Outside on the quad, McCabe ran into other friends who were breaking intervisitation, but could not find one particular friend that she knew to be sleeping in her boyfriend's room that night on another floor in Shipstad.
Later, McCabe asked her friend about her whereabouts during the alarm.
"She said she looked out her window and saw the bushes weren't on fire," McCabe said. So the friend decided to stay put rather than risk a citation for violating University policy.
According to "Life on the Bluff," a residential policies manual, the reasoning behind the intervisitation policy is two-fold. First, restricting the hours students may visit members of the opposite sex ensures that roommates and other residents' study, privacy and sleeping habits are not disturbed. Second, the policy stands to "provide a more safe and secure environment within the hall."
The consequences for breaking intervisitation and the guest policy vary. Most first-time offenders are required to pay a $25 fine, according to Walsh.
The penalties for not exiting a building in the event of a fire drill are more severe. First, if a fire inspector notices that a student remained in the building during a drill, the University is charged a $250 fine for that person, according to Jeff Rook, Public Safety's environmental safety officer.
Judicial action can be taken against a student who doesn't heed a fire alarm. According to "Life on the Bluff," "failure to evacuate a residential facility under general alarm or whenever directed to do so by a University official (including residence assistants)" is call for judicial action or sanctions.
Walsh said that he has never known a student referred to the judicial system because he or she was caught violating the intervisitation or guest policies during a potential fire emergency in the six years that he has been director of Residence Life.
"It's not like you're going to get kicked out of your hall if it's your first violation," he said. "If we caught someone during a fire drill situation that was breaking intervis, the hall director might just have a conversation with that person."
Dorms hold fire drills each semester during intervisitation hours, so if a fire alarm goes off after intervisistation hours, it may signify an actual fire.
Walsh said he would be concerned if a student chose to remain in the building during a fire alarm because he or she feared judicial reprimand.
"They'd never know if it was a drill or the real thing," Walsh said. "If you're hiding out, we don't know to look for you."
Kristen Sellon, a junior, was also breaking the guest policy when the fire alarm went off in Shipstad.
"I was sleeping, so I just went outside because Dan (an RA) knew about me and some other people, so it didn't matter," she said. "It was like an 'oh crap' moment. I wasn't too worried about getting in trouble."

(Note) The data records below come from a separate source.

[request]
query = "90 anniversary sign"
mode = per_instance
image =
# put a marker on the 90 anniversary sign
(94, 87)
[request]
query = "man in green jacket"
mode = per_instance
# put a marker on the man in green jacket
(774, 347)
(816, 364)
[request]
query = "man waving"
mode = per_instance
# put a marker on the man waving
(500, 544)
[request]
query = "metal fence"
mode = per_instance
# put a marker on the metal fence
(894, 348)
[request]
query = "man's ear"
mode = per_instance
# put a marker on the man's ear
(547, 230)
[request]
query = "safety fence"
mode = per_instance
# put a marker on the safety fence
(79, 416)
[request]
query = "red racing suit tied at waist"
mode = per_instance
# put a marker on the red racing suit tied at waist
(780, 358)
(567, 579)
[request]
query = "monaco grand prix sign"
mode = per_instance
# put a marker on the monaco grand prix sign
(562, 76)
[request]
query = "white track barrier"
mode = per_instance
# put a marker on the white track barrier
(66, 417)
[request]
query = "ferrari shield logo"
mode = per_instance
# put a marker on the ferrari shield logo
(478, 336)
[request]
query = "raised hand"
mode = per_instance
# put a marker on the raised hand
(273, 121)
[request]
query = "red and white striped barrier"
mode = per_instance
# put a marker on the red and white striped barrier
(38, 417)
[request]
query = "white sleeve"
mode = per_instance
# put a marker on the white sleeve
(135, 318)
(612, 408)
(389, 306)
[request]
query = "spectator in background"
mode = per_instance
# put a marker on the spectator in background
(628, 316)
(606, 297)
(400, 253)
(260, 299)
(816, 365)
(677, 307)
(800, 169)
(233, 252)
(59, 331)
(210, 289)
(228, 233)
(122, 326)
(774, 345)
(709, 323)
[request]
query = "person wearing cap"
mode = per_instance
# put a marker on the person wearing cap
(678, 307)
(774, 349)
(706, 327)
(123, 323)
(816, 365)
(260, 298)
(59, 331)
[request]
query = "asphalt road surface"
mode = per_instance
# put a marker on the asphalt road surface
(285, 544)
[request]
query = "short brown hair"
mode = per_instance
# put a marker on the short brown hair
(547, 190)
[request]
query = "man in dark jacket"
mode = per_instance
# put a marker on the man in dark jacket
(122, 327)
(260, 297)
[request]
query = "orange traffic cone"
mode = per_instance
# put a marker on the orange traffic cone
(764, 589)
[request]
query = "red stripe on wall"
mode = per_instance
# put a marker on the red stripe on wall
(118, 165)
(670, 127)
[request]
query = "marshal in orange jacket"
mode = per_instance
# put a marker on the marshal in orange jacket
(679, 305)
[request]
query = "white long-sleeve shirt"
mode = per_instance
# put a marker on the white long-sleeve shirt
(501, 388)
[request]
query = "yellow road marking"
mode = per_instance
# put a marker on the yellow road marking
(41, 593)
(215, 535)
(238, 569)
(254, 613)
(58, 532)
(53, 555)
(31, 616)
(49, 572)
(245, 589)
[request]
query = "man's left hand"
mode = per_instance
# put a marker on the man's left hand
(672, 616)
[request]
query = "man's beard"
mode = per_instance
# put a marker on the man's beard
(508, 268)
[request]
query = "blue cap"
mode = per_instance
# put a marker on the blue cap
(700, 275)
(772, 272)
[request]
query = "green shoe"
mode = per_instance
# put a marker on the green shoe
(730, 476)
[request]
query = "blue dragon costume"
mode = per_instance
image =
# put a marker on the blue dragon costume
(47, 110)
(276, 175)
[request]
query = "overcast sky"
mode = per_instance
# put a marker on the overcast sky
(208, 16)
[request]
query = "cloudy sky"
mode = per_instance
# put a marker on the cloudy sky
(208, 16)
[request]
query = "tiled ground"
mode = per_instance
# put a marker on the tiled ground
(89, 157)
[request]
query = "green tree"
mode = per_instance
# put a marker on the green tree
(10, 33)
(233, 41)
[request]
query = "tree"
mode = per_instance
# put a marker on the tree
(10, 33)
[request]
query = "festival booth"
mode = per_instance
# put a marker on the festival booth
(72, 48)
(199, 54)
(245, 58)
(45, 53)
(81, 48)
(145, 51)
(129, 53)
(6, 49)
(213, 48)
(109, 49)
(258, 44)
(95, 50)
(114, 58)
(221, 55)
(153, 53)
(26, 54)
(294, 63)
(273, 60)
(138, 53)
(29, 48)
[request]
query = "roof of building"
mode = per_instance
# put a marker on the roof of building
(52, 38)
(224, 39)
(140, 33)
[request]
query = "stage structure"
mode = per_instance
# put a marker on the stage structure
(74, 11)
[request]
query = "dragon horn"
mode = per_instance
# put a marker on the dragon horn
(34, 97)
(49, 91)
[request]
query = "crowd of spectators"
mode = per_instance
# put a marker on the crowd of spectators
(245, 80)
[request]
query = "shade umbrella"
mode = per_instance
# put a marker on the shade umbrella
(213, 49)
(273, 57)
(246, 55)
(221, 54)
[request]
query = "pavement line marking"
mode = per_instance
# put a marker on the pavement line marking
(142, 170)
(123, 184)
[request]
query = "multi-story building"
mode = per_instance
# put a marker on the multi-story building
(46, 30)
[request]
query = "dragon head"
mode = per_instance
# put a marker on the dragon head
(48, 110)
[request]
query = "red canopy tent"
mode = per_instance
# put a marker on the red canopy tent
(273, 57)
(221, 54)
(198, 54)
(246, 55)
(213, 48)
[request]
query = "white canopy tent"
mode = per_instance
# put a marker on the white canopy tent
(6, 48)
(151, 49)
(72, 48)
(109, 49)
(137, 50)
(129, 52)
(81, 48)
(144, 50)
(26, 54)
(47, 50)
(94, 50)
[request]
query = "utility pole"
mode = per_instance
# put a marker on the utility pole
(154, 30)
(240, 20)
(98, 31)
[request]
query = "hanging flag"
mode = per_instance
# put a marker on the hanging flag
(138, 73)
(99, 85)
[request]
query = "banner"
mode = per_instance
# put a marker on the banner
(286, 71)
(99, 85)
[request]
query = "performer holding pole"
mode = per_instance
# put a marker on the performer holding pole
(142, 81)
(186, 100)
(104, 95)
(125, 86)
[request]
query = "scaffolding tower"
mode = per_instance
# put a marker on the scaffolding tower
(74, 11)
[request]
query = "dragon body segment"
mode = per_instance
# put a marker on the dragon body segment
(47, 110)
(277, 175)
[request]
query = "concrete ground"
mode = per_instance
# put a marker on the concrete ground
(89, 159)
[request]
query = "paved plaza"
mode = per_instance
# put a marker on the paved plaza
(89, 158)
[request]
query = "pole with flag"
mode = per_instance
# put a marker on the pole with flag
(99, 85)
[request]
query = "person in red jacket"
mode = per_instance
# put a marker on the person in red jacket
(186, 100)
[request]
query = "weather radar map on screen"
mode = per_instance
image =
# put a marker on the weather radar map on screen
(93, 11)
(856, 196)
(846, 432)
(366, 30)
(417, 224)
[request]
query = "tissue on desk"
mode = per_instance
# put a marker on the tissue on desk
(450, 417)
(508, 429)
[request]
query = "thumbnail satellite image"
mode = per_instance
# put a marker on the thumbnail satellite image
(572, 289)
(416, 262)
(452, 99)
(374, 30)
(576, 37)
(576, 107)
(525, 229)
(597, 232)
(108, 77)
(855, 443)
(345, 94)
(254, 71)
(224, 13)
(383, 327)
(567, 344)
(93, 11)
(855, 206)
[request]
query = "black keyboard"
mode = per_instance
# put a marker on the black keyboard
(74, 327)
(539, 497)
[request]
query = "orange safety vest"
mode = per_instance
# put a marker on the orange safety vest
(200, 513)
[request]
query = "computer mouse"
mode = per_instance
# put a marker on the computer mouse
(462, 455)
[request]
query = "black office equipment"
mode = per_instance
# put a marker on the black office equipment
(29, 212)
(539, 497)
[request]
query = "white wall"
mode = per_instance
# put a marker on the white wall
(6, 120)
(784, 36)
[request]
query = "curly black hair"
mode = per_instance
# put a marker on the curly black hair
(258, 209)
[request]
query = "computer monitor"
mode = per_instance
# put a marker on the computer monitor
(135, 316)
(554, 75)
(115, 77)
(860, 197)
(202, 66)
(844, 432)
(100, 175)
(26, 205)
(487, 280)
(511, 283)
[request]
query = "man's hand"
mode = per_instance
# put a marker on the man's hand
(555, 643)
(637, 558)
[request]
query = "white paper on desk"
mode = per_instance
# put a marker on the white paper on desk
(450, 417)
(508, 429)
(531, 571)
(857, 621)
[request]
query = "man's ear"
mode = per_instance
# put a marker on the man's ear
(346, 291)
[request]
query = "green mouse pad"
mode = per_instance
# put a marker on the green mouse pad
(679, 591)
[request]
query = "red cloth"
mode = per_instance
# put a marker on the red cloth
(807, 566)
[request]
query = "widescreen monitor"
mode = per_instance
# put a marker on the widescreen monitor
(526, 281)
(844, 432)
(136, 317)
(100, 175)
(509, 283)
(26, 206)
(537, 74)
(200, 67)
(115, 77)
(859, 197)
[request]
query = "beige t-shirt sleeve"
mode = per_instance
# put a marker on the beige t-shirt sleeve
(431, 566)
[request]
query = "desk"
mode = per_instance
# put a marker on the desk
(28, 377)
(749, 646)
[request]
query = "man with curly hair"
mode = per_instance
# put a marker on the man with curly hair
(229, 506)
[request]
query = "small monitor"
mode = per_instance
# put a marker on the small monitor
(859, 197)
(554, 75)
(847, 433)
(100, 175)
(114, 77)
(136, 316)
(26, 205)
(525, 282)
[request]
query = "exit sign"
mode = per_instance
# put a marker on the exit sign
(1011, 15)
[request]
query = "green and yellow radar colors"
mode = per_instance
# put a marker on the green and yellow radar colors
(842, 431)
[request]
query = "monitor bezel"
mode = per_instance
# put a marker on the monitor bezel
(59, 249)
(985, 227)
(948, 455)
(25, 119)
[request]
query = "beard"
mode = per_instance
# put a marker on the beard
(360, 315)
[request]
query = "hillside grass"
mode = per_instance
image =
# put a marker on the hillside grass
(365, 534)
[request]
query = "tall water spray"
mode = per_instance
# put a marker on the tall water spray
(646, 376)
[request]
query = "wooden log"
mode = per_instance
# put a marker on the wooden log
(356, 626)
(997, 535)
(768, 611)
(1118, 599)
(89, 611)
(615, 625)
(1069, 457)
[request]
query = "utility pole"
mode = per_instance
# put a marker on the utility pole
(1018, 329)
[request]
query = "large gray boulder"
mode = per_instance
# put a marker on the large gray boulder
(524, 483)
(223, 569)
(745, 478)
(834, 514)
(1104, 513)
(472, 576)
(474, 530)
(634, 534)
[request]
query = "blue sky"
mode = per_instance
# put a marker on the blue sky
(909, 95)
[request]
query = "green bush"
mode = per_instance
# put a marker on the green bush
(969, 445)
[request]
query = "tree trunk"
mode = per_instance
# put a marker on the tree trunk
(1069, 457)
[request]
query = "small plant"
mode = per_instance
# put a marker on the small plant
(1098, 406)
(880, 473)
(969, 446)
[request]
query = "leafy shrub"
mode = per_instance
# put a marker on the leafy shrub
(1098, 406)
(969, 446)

Sellon thinks the danger a fire presents trumps any backlash rule-breakers would receive.
"In situations like that, I think getting away from fire is a priority to breaking intervis," she said.
Another junior, Megan Kuensting, witnessed the Shipstad evacuation that morning. Kuensting was seeing a friend off who was catching a cab to the airport in front of the Pilot House.
Kuensting thinks that the rules still apply in the event of a fire drill or emergency, but that violators who are caught while exiting the building should receive only a warning.
"Public Safety probably has more to worry about during a fire drill than intervisitation," she said. "At the same time, I don't think that people should go around flaunting that they're breaking intervis. If I got in trouble for breaking intervis at another time and then somebody else got away with it because of a fire drill, I'd be a little upset."
Walsh knows that the intervisitation policy is unpopular with students. He thinks that more students would choose to live on-campus if the policy wasn't in place.
Nonetheless, when it comes to fire, drill or not, Walsh anticipates that students will consider their safety and exit the building.
"Even if you a have a beer in your hand, we still expect everyone to evacuate," he said.